Vipassana and Vedanta Meditation

Meditator: Dear Ramji and Sundari, while meditating the other morning, a strong feeling arose that I should contribute my knowledge and experience of nididhyasana to students of Vedanta. If I may say so, I am pretty good with the technique, having done many silent Vipassana retreats, including a 30-day one. My experience is that Vipassana and Vedanta are like a two step progression. Vipassana focusses, Vedanta liberates.

I assumed everyone studying Vedanta would automatically do meditation. Not so!! If you want me to share with students and do some extra training with a few whom you choose, who have the knowledge, they can then help you by leading a meditation, if and when you think appropriate, during your teaching circuit.


Ramji/Sundari: It is not the dharma of a guru to “select disciples who have the knowledge” and tell them what to do. A guru’s job is to remove ignorance, not to instruct jivas as to their actions. If someone receives knowledge, it will be very clear what is to be done. If somebody comes to us and asks for a sadhana, then we will try to help them find the best sadhana for them. If someone needs meditation, we instruct them in Vedantic meditation. I know you are familiar with it. Vedanta meditation is not Vipassana; it is contemplation of the teachings. None of the swamis in the Vedanta tradition teach Vipassana, owing to its defects, the defects being that there is a meditator, a doer trying to improve himself/herself through meditation, seeking an experience of the Self.

Meditation is not a valid means of knowledge. Meditation is a tool to aid self-inquiry, but it does not equal self-inquiry. I know you know this. Meditation is no different from any other activity done to achieve a specific result – unless it is practised with karma yoga.

The knowledge that the meditation points to is that you are the knower of the one who meditates, the one who thinks it is the doer/meditator. Meditation is just another object appearing in you, allowing the reflection of the Self to appear in a still mind. However, seeing as no experience can take place without you, awareness, and because as awareness you are actionless, no special experience is required to experience the Self. You are always experiencing the Self, whether you are meditating or not. You just don’t know this. And no action the doer takes can produce Self-knowledge.

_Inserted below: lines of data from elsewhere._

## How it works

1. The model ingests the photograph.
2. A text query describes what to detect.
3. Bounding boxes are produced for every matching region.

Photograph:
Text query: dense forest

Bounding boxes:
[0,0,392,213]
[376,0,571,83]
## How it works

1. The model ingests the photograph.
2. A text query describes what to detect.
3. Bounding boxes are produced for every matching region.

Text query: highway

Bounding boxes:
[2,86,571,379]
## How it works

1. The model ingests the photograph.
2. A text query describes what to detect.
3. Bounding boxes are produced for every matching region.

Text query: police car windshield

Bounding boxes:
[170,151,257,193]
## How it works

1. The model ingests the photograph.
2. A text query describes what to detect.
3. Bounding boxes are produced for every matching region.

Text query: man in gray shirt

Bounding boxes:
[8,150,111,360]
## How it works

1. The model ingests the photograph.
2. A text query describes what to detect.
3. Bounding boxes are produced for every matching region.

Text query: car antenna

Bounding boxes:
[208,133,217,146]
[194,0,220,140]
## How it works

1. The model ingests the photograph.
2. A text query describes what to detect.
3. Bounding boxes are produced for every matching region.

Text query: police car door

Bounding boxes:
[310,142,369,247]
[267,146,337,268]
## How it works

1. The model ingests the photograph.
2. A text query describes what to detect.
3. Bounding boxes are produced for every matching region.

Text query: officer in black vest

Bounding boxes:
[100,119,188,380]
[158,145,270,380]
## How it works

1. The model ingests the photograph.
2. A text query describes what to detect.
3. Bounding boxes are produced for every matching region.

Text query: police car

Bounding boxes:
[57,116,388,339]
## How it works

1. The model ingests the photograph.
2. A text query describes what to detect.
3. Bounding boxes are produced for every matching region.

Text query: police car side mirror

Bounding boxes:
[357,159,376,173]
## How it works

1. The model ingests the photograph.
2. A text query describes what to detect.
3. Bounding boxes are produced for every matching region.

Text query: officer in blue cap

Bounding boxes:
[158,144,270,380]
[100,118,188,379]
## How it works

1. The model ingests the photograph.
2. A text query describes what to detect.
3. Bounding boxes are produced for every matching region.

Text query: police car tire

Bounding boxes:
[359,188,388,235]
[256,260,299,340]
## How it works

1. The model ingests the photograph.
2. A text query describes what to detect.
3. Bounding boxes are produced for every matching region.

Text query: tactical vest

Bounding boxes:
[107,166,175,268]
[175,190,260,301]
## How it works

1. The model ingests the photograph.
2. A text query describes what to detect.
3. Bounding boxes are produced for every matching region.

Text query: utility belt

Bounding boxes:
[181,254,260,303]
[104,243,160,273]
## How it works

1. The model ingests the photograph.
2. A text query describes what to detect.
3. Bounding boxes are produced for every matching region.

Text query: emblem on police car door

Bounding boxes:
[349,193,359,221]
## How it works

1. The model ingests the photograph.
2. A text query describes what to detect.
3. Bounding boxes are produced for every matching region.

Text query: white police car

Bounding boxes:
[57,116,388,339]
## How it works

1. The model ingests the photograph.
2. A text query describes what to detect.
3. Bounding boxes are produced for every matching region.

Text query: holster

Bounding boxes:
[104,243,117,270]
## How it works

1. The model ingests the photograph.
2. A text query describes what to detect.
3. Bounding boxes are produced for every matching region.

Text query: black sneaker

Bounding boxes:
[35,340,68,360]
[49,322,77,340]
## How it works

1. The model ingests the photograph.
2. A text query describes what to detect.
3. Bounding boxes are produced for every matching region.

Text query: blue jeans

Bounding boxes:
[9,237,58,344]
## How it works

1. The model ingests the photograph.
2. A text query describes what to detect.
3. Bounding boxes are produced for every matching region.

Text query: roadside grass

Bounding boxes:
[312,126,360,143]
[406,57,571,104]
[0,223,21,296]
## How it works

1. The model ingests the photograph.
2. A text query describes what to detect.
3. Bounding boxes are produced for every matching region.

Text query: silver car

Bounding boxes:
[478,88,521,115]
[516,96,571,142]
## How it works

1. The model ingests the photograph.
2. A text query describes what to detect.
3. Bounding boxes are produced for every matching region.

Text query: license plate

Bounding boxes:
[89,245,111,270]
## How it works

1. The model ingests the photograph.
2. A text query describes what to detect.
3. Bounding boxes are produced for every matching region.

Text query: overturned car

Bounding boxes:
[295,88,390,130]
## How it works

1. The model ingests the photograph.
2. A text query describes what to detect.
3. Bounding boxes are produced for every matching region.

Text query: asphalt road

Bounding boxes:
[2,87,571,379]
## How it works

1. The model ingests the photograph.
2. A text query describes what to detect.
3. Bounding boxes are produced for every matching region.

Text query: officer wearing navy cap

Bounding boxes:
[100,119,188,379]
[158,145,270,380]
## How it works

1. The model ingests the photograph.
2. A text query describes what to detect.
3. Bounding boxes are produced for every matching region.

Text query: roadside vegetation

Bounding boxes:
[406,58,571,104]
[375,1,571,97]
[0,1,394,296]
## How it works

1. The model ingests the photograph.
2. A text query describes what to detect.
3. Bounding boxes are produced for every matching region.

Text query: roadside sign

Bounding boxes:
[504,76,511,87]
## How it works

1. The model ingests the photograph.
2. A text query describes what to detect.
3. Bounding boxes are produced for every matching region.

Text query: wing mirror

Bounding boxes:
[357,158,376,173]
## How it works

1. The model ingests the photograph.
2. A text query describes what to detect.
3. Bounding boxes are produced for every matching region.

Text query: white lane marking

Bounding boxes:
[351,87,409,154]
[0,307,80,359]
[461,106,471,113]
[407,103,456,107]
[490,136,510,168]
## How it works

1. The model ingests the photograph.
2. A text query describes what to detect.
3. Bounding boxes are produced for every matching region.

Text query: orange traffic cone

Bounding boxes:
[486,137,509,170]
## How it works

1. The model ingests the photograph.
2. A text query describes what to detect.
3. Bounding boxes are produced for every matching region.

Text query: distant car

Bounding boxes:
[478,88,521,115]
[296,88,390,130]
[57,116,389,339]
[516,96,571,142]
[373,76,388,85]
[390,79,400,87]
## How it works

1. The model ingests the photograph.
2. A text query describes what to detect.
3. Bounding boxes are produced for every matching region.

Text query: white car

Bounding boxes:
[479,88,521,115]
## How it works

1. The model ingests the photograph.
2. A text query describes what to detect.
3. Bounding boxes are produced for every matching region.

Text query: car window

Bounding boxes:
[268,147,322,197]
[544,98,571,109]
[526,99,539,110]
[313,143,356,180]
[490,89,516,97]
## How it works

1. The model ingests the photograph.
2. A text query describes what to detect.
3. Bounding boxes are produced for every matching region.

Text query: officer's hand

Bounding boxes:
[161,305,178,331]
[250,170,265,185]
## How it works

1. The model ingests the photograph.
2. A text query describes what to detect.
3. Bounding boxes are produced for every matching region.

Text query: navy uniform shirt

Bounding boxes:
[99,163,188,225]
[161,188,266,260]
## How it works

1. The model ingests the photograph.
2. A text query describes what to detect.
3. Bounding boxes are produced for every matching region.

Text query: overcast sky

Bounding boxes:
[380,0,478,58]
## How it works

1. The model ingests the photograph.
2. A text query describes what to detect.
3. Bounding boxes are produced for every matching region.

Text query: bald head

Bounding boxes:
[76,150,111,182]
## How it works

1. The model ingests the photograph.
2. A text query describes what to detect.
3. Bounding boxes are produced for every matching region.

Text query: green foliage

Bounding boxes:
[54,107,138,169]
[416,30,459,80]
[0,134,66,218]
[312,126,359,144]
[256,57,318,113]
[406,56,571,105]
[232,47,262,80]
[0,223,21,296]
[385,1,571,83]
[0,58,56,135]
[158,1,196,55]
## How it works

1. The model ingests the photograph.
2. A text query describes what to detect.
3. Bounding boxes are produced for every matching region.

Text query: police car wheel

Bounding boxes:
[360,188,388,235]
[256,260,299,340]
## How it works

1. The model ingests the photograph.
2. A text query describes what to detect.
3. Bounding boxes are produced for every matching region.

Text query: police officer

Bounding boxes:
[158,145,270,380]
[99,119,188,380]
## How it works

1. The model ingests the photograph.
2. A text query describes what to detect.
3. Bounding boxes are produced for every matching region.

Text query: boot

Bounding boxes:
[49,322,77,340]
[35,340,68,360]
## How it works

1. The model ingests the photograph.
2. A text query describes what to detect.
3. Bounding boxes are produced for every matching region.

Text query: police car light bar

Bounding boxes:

Self-inquiry is the application of knowledge. Self-Inquiry states that awareness is our true nature and all objects arise from, appear in and are dependent on you, awareness, including meditation. Keeping this knowledge in mind and continually contemplating it is self-inquiry, which is different from meditation because the knowledge is maintained by an act of will, whereas in meditation the knowledge appears during a particular experience and usually disappears when the experience ends.

Self-inquiry is superior to meditation because the doer does not need to maintain a particular state and wait for the knowledge. He or she has the knowledge already and applies it continually. Meditators do not know the value of knowledge, whereas inquirers do. That is why the meditators are meditating. Knowledge may arise in meditation or it may not. If it does, we say meditation is a “leading error.” But even if meditation does lead to knowledge of the “unbroken I-thought” (akandakara vritti), the knowledge does not always stick, as I point out above.

The scriptures say that a Self-realized person does not initiate new projects, that he takes what comes and doesn’t try to enlighten the minds of the ignorant. So I’m curious why you want to teach Vedanta students Vipassana insofar as no Vedanta students are asking you. And I am curious why you would think that a traditional Vedanta teacher like me would teach my students Vipassana when I believe that the traditional Vedantic meditation is suitable and superior.